In recent decades, most economists have mistakenly re-defined "full employment" to mean something other than what the term used to mean and what most people understand it to mean -- namely, that anyone who wants to work can quickly find a job. Instead, they've tied full employment to a specific rate of unemployment that is supposedly necessary to prevent excessive inflation.
This new definition carries weight, because the economists behind it are highly respected by pundits and politicians who help shape public opinion. These economists define full employment as the "non-accelerating inflation rate of unemployment," or NAIRU. Wikipedia says NAIRU "refers to a level of unemployment below which inflation rises." Investopedia defines it as "the specific level of unemployment that exists in an economy that does not cause inflation to increase."
Thus, by definition, the NAIRU consists of an automatic cause-and-effect relationship between some particular rate of unemployment and inflation. That's why economists give it so much weight. On the face of it, however, this concept is nonsense. There is no such simple cause-and-effect relationship. Reality is far more complicated than that.
The economists themselves can't agree on what that rate of unemployment is. And the most recent official predictions were wrong. Decreasing unemployment rates in the 1990s, for example, did not lead to any insignificant increase in "core inflation," which excludes oil prices. Yet economists still talk about the NAIRU as if it were Gospel truth.
Once you accept that no NAIRU has magical powers and you recognize that other factors are extremely relevant, the only logical conclusion is to accept that, given the political will, we can use measures other than creating unemployment to deal with any inflationary pressures that result from achieving true full employment. The NAIRU therefore is a myth. It does not hold the power it is supposed to have.
This conclusion is reinforced by an analysis of the historical record. For example:
* Wage setting practices in Sweden and Japan maintained a sustainable balance between wage growth and productivity growth into the 1980s.
* Rapid worker productivity growth in various countries have restrained wage and price increases.
* Price controls have been used to restrain prices.
* Increased global competition is limiting price increases.
We should also bear in mind that we can fund public-service jobs without increasing the deficit (which can be inflationary). Workers in a federally funded jobs program can remain available to take jobs in the private sector, just as they do when they collect unemployment insurance. Also, the amount of money the federal government sends to each region can be based on that region's unemployment rate: regions with more unemployment can receive more funding. Finally, we can reduce funding for direct job creation as unemployment declines.

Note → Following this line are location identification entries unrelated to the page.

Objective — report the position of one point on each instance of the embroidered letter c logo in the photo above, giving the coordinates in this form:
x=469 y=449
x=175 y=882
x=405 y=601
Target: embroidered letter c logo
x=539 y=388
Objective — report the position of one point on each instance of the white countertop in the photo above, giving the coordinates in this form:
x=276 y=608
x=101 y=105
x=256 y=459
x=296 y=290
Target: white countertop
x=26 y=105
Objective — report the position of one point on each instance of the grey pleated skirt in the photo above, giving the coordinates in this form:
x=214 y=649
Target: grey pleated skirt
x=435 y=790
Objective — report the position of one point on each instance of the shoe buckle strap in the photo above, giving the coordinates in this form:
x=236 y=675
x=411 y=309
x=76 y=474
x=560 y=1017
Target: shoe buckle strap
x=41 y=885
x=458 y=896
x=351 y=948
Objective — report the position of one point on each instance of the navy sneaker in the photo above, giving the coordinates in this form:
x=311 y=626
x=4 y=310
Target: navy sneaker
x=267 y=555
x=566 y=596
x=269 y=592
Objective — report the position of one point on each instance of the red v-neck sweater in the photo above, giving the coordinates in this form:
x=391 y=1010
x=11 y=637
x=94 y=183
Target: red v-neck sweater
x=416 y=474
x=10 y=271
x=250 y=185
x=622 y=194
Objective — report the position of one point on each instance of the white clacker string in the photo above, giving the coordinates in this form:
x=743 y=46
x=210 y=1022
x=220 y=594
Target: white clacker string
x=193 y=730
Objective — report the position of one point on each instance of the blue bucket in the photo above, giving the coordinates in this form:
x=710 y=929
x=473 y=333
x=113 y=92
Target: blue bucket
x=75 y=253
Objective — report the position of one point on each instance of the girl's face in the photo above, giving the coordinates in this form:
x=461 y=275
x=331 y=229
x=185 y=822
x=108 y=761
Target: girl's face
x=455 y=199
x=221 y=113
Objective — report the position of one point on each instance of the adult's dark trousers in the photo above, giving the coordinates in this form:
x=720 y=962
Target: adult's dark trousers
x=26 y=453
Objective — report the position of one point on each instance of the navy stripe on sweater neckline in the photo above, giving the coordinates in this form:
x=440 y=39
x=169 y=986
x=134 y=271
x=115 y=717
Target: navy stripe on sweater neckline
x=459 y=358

All of these methods will minimize inflationary pressures.
If wages and Social Security keep pace, a modest increase in prices is not problematic (except for Wall Street traders who did not anticipate the increase). The gains from increased employment would be far greater than any potential costs from higher inflation. Even if prices did increase, the rise would be gradual, allowing time for corrective measures, if needed.
Once again, we need not get hung up on trying to reach agreement on exact methods. Rather, we can stay focused on our goal and insist that if and when policy makers at some point in the future consider creating unemployment to restrain inflation, they should do so openly with full public debate.
In the meantime, we can keep in mind four facts: 1) The NAIRU with its alleged automatic cause-and-effect relationship is blatantly false. 2) There's a good possibility we can achieve full employment without adding to inflationary pressures. 3) There are other ways to deal with any inflationary problems that result and we should try those options first. 4) Creating unemployment to control inflation should be the absolute last resort.
We should not blindly trust economists (or any other technocrat). They've often been terribly wrong on many important matters in the past. They tend to ignore morality and are too willing to sacrifice the unemployed and working poor on the altar of "economic growth" that fails to lift all boats. Instead, we should rely primarily on our own common sense and clear logic, and stay grounded in the key moral issue: every adult who is able and willing to work deserves a living-wage job opportunity.